All Srila Prabhupada told me in reply was, “Vedic technology means Sri Guru Parampara.” It was a very short answer. But it was enough. I consider it an extremely important sutra, because technology is the means by which a society progresses. Modern society progresses by material, scientific technology; Vedic society, which ISKCON represents, can only progress by following guru-parampara. If ISKCON does that, it can overtake the world, just as nowadays the Western scientific-technological culture has overtaken the world.

-Suhotra Maharaja, 14 April, 2003. Hare Krishna Land, Juhu Bombay

Comments

  • somadas das says

    Dear Patita Pavana Prabhu,

    I like your articles very much.
    Roger (Suhotra Swami) and I moved into the Boston temple the same day, Dec. 1, 1970. I had a nice visit with him maybe a month before he passed on. And we talked about the old Boston temple. I also remember you were at our initiation in July 1971. Thanks again.

    your servant,
    Somadas Das

  • dhimana_krishna says

    The following response to the article was received from Shri Narottama das Thakur Das Adhikary of Juhu, a disciple of HH Indradyumna Swami. His wife is a disciple of HH Shridhar Swami

    -Patita Pavana das

    “H.H.Shridhara Swami’s big, round shalagram shila was known as Karalavadana, or ‘one with a big mouth’. He obtained it from Shri Tanaya Seth who had put a small shop of shalagram shilas in the Shri Mukteshwara Temple opposite ISKCON Hare Krishna Land. Shridhar Swami’s personal servant Shriman Mayapur Das Prabhu had gone to the Shri Mukteshwara Mandir to have darshan. There he saw this shalagram, and then told Maharaja about it. I still meet Tanaya Seth, still a very big businessman dealing in shalagram and rudrakshas. Now that Karalavadana Shalagram is in Mayapur at the Boys Gurukula, and under the expert care of H.H. Bhakti Vidya Purna Swami. I would love to get Him back to Mumbai where H.H. Shridhara Swami belonged. I personally have close to 400 shalagrm shilas.
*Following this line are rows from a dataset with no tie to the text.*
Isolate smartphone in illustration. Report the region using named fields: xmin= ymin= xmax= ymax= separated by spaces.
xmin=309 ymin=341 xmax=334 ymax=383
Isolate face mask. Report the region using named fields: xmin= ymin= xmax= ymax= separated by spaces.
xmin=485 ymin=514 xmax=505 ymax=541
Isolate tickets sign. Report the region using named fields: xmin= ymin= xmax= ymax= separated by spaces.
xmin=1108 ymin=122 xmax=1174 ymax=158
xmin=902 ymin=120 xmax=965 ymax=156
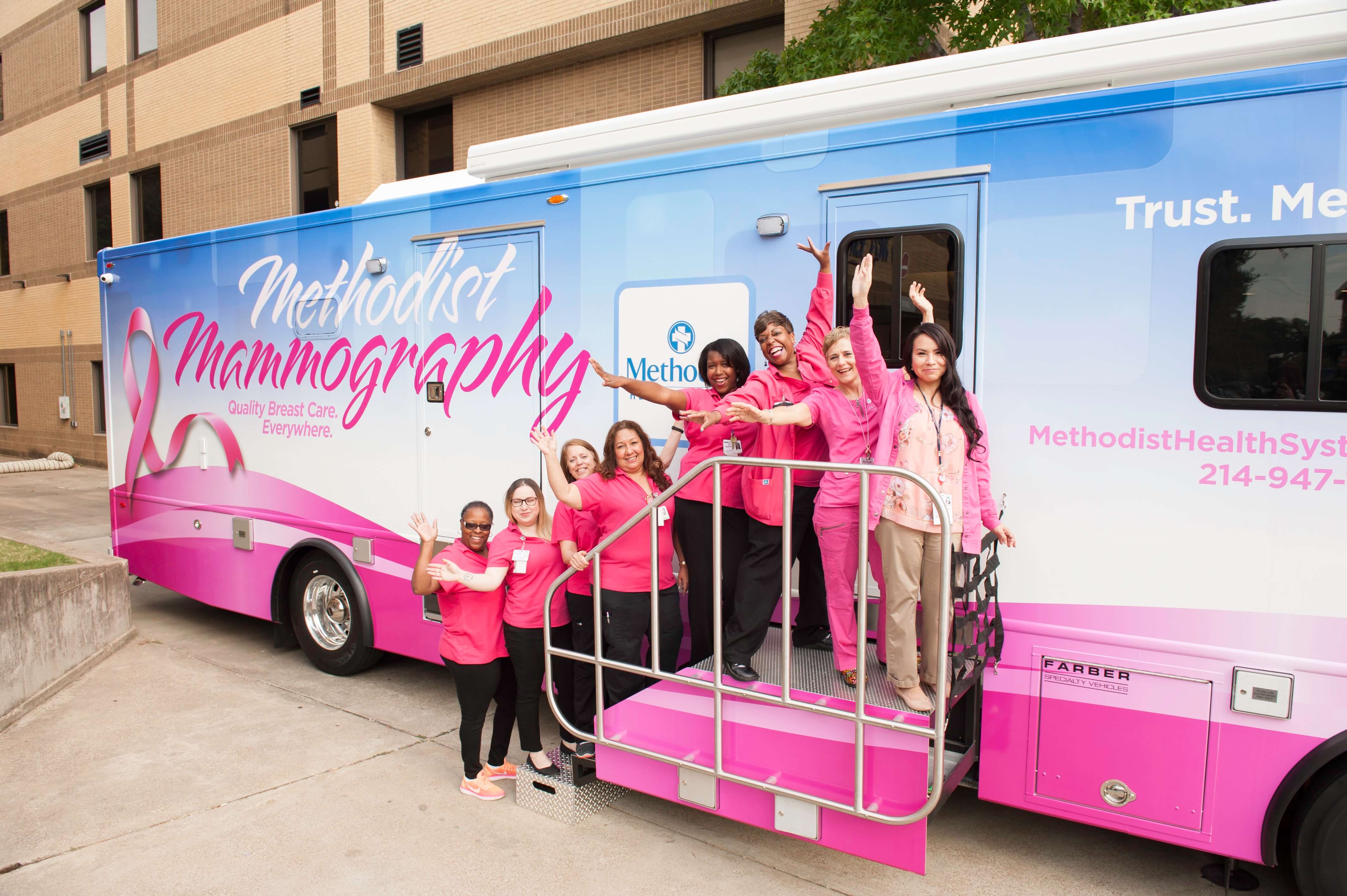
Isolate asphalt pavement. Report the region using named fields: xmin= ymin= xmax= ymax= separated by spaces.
xmin=0 ymin=458 xmax=1296 ymax=896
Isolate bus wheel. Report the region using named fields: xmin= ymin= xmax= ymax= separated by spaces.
xmin=290 ymin=552 xmax=383 ymax=675
xmin=1290 ymin=767 xmax=1347 ymax=896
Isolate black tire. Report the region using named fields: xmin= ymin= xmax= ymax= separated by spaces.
xmin=1290 ymin=767 xmax=1347 ymax=896
xmin=290 ymin=551 xmax=384 ymax=675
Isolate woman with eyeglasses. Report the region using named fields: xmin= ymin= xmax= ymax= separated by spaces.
xmin=552 ymin=439 xmax=599 ymax=759
xmin=411 ymin=501 xmax=516 ymax=799
xmin=436 ymin=478 xmax=575 ymax=777
xmin=531 ymin=420 xmax=687 ymax=706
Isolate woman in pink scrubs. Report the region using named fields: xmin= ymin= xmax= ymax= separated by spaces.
xmin=590 ymin=339 xmax=758 ymax=666
xmin=436 ymin=478 xmax=575 ymax=776
xmin=552 ymin=439 xmax=599 ymax=759
xmin=531 ymin=420 xmax=687 ymax=706
xmin=412 ymin=501 xmax=516 ymax=799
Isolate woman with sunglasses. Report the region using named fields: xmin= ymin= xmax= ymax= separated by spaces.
xmin=552 ymin=439 xmax=599 ymax=759
xmin=412 ymin=501 xmax=516 ymax=799
xmin=436 ymin=478 xmax=575 ymax=777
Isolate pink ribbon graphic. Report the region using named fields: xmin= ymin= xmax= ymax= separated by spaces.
xmin=121 ymin=308 xmax=244 ymax=499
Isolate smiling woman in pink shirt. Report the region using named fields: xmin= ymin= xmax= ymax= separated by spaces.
xmin=590 ymin=339 xmax=758 ymax=666
xmin=435 ymin=478 xmax=575 ymax=776
xmin=531 ymin=420 xmax=687 ymax=706
xmin=412 ymin=501 xmax=516 ymax=799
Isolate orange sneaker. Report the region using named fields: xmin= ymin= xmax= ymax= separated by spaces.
xmin=482 ymin=759 xmax=519 ymax=781
xmin=458 ymin=768 xmax=505 ymax=799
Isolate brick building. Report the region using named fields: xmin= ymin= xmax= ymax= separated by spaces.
xmin=0 ymin=0 xmax=823 ymax=466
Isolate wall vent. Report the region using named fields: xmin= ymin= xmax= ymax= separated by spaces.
xmin=398 ymin=23 xmax=422 ymax=72
xmin=79 ymin=131 xmax=112 ymax=165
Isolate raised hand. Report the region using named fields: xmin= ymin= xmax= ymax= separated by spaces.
xmin=411 ymin=513 xmax=439 ymax=544
xmin=726 ymin=401 xmax=769 ymax=423
xmin=908 ymin=280 xmax=935 ymax=323
xmin=590 ymin=358 xmax=622 ymax=389
xmin=528 ymin=424 xmax=556 ymax=457
xmin=795 ymin=237 xmax=832 ymax=274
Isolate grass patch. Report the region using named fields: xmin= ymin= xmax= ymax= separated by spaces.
xmin=0 ymin=538 xmax=79 ymax=573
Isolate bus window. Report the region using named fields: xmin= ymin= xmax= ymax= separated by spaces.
xmin=838 ymin=228 xmax=963 ymax=368
xmin=1194 ymin=241 xmax=1347 ymax=411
    “Pictured in the article is not the Karalavadana Shalagram of H. H. Shridhar Swami.

    “Out of curiosity we had taken this shalagram shila to a Pejavar Matha in Chembur, Mumbai (of the Madhva Vaishnava sampradaya). At that math there is a Nrsimha
    Deity. The head pujari is a very old man, and after seeing this shila called Him “one with a big mouth” or Karalavadana. He offered H.H. Sridhar Swami five shilas in exchange for him. On occasion we used to offer huge buckets of food to this shila as Maharaja used to say Karalavadana likes to eat a lot. My dear wife Manjari, who is a disciple of Shridhara Maharaja cooked lots of bhoga for this Shalagram Deity. Maharaja really loved Him. I had the good fortune to make an altar and obtain the silver paraphernalia for the worship of the shilas and Deity of H.H. Shridhara Swami.”

    – Narottamadas Thakur das Adhikary

  • dhimana_krishna says

    My dear Somadas das Prabhuji,

    Dandavats. May Shrila Prabhupada be ever glorified. How kind of you to write!

    Of course I remember you, always quiet and meditative like your namesake the Moon god. Always quietly meditative, yet absorbed in good and kind thoughts towards your Godbrothers and Godsisters.

    Since posting the above article, I found out why Suhotra wanted to help me in the bookbindry. In those days we printed all the BTG’s at ISKCON Press, Boston and shipped them hot off the press to the other centers. Roger (Suhotra) bought a BTG from a sankirtan Prabhu in Detroit. As he recalls, it was one with Jadurani’s painting of Lord Vishnu on the cover. He writes in his “In2MeC” Diary that he was so impressed by the magazine that he wanted to join ISKCON at the place where it was printed. He notes that although there was a center in Detroit at the time, he had to go to Boston. As we have learned, Lord Krishna works in wonderful ways, and all it takes to see Him is the grace of the spiritual master.